Issue 6 leads off with a pair of S&S stalwarts, John Hocking and Howard Andrew Jones. Both serve up a pretty good story. Hanuvar is an interesting character, a later middle-aged centurion, deadly, honorable. I was not wild about this particular story, not as hard/heroic as I prefer. But very well-written, being Jones. The danger is palpable; swords are weighty, violence not casually handled. Nice use of snake monsters, Saathra, which felt dangerous. Hanuvar is pressed into finding a young woman, Tura, who has run away into the swamps in a bout of grief after her mother, a priestess, dies. Jones dangles some compelling threads that make me want to revisit this character (his missing daughter for example) and we’re going to get the chance in the upcoming Baen novels.

Hocking’s story “Calicask’s Woman” was likewise solid. Some good fight scenes, a reasonable twist at the end, nice closing image. The light titillation is a false front, as the story is an underlying critique of ill-treatment of women and warning against treating them like objects or chattel. All the bits about wands and figuring out number of “charges” remaining felt a little too D&D to me. Some cool spells flung about (“Wall of Demons”) that felt suitably dangerous.

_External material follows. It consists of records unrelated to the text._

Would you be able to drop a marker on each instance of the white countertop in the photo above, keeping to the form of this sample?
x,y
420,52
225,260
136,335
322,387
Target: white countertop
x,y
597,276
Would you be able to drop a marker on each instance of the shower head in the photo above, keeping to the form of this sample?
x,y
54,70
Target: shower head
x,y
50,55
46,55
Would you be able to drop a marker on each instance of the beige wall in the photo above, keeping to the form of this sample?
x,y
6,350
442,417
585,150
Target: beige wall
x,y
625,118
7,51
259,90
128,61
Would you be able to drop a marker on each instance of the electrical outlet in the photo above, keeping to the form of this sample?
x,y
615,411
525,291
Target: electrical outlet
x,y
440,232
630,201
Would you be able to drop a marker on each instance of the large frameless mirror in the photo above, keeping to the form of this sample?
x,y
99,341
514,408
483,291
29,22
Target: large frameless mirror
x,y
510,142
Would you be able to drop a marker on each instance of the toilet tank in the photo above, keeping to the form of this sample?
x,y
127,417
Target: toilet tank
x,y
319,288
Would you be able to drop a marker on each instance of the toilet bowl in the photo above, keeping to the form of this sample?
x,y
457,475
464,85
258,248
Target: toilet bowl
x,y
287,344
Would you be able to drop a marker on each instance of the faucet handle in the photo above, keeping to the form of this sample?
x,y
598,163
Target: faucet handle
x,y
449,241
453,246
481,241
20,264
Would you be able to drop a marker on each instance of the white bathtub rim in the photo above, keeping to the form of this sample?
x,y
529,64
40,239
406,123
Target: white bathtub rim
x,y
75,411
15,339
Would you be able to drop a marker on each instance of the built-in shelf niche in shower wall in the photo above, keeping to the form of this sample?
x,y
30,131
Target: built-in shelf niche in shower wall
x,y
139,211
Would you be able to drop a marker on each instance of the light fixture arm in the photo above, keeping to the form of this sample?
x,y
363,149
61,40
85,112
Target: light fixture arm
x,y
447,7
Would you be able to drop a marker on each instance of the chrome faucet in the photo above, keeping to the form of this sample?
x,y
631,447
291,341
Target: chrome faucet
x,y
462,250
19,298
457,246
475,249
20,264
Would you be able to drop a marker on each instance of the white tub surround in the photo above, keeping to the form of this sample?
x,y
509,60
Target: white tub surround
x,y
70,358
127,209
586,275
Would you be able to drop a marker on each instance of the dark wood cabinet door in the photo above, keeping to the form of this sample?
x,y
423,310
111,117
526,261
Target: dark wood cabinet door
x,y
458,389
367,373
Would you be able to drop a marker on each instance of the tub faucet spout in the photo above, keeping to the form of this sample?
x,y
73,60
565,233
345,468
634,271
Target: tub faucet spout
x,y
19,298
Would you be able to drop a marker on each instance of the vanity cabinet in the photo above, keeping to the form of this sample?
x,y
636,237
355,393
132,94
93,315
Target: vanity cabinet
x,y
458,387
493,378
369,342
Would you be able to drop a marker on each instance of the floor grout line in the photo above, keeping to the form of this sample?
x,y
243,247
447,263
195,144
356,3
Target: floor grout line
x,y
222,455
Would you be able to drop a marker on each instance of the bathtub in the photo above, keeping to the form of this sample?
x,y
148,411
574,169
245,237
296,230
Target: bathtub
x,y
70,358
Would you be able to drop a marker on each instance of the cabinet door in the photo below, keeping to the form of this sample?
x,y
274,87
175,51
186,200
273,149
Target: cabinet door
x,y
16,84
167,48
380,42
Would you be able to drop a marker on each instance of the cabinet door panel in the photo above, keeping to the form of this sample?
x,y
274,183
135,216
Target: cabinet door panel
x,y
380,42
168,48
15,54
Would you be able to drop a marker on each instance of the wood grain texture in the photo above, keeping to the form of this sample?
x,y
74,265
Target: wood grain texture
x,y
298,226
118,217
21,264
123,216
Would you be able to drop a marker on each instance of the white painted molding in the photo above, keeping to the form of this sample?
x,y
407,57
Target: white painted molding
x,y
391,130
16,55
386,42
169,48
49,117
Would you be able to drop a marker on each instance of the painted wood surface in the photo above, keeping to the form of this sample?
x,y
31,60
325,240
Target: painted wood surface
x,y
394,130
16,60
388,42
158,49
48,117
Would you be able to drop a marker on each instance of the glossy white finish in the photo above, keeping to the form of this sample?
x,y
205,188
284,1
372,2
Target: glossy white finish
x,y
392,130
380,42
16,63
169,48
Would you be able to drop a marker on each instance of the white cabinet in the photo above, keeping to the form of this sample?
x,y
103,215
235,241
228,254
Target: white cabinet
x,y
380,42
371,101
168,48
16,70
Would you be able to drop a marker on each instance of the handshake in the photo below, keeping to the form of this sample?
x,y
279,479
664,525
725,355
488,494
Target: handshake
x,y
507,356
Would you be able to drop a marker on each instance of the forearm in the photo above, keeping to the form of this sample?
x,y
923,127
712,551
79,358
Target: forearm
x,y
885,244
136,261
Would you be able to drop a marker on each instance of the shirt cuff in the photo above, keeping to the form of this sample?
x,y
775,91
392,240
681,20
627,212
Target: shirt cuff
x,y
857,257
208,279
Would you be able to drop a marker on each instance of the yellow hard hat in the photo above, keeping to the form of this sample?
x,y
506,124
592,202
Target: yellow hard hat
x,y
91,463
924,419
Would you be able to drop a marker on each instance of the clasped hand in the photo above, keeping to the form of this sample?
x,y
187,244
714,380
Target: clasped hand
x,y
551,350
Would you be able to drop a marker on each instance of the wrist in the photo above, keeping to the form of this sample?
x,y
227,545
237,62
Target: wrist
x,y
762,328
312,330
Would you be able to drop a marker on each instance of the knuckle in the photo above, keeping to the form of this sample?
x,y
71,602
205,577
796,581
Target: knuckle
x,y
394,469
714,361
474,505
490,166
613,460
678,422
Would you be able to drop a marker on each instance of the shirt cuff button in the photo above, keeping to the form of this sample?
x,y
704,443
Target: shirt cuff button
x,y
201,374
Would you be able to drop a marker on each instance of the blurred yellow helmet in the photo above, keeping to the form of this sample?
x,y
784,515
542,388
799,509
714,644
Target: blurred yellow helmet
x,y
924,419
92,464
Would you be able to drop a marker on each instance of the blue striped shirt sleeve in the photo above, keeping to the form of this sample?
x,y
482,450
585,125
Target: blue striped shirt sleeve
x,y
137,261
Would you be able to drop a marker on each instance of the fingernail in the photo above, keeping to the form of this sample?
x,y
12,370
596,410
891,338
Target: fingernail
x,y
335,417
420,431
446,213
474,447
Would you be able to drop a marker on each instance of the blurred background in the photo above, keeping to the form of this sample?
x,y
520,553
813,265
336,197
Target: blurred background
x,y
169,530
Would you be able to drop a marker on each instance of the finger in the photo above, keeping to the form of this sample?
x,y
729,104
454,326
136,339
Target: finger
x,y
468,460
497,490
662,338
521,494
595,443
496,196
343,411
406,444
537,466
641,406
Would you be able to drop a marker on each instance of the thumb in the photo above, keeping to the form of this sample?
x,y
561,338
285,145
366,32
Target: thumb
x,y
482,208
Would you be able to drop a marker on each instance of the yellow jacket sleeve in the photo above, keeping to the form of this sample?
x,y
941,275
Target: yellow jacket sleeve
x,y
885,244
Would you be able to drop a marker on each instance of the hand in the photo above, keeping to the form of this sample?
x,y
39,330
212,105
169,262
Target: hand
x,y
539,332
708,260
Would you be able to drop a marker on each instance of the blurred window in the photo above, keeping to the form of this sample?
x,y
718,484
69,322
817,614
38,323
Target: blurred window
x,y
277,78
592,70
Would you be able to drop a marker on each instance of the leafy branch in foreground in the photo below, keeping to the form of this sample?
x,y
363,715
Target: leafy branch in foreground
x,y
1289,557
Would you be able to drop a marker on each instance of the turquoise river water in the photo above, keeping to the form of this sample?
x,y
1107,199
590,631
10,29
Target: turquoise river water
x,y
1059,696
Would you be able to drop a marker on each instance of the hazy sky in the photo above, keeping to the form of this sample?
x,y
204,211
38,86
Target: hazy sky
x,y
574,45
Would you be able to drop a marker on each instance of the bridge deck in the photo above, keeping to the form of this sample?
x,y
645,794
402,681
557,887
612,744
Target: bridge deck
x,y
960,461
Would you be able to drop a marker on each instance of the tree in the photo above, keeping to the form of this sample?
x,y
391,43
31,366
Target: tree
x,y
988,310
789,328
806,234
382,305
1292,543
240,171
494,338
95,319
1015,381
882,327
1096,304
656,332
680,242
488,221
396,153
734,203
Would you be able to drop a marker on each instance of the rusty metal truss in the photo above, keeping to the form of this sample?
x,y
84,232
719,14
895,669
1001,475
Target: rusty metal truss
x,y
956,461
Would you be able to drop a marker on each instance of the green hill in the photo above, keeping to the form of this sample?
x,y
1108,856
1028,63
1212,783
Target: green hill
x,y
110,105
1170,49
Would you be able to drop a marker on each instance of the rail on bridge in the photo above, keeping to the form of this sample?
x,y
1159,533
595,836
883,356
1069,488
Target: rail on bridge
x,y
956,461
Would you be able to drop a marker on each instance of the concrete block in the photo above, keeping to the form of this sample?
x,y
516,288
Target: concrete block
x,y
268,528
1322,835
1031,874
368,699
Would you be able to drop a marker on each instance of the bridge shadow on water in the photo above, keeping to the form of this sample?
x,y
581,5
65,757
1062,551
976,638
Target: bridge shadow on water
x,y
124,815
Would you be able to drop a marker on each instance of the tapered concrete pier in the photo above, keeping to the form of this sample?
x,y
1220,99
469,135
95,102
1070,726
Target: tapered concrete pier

Two other stories did not resonate with me because they are not what I’m after in sword-and-sorcery.

Greg Mele’s “Shadows of a Forgotten Queen” is almost all resolved through dialogue. “Isle of Fog” by Violette Malan suffers from the same malady, too “talky” and dialogue-heavy for me. The latter opens with a compelling intro (“No one comes back from the Isle of Fog”) but then gets bogged down. I need less, not more, when I read S&S. S&S at its best offers stories that stand on their own, plot-driven, adventure-focused. I prefer more swashbuckling, more happening, in my stories, and less motivations, politicking, world-building. These are short stories, keep them simple at least for simple readers like me with simple tastes. Again, this is MY preference, it’s no knock on the quality of the stories. These are authors with potential that deserve your attention.

We also get in the back half of the magazine “Cold in Blood” by James Enge which was the highlight of the issue for me. Morlock is pitted against a dangerous, murderous vampiress but the story is leavened with a wry sense of humor. Basic, entertaining, fun, weird, uncomplicated, even as it ends on a somber-ish note. Well written, well done. It strikes me I haven’t read enough Enge and need to rectify that. His stuff is consistently excellent.

The Leiber article is solid. I had forgotten that the Leiber estate allowed author Robin Wayne Bailey to write Swords Against the Shadowland (1998) featuring the two heroes, and now Nathan Long’s story.

Long story short: This is a good issue of the magazine. I am quite glad Tales from the Magician’s Skull exists. I will continue to support it as long as it keeps publishing. It is one of the few regular markets for sword-and-sorcery. It gives authors a chance to ply their craft. It just needs more S&S refinement—in my opinion. YMMV.

And, good lord is the supporting apparatus a blast. These include fun editorials, an S&S word search, humorous letters to the editor. Skull Scrolls is fun, letters to the editor as answered by the Skull himself, or hapless interns who will soon meet their death. It has considerable gaming related content at the back, mechanics assigned to the creatures and spells, etc. in the stories. It's a great idea, I’m glad it’s included even though gaming is largely in my past. It’s all well-packaged. Some of the art is crude and clunky but it’s quite welcome here, delivering an old school AD&D vibe and charm.

This reminds me, I felt the first tinge of fall the other day when I went into my local liquor store and saw a display of Pumpkinhead beer on the shelves. We’re about 10 weeks out from Halloween, and closing in on the next Day of Might (Oct. 23), the sword-and-sorcery national holiday as ordained by the Skull. Save the date.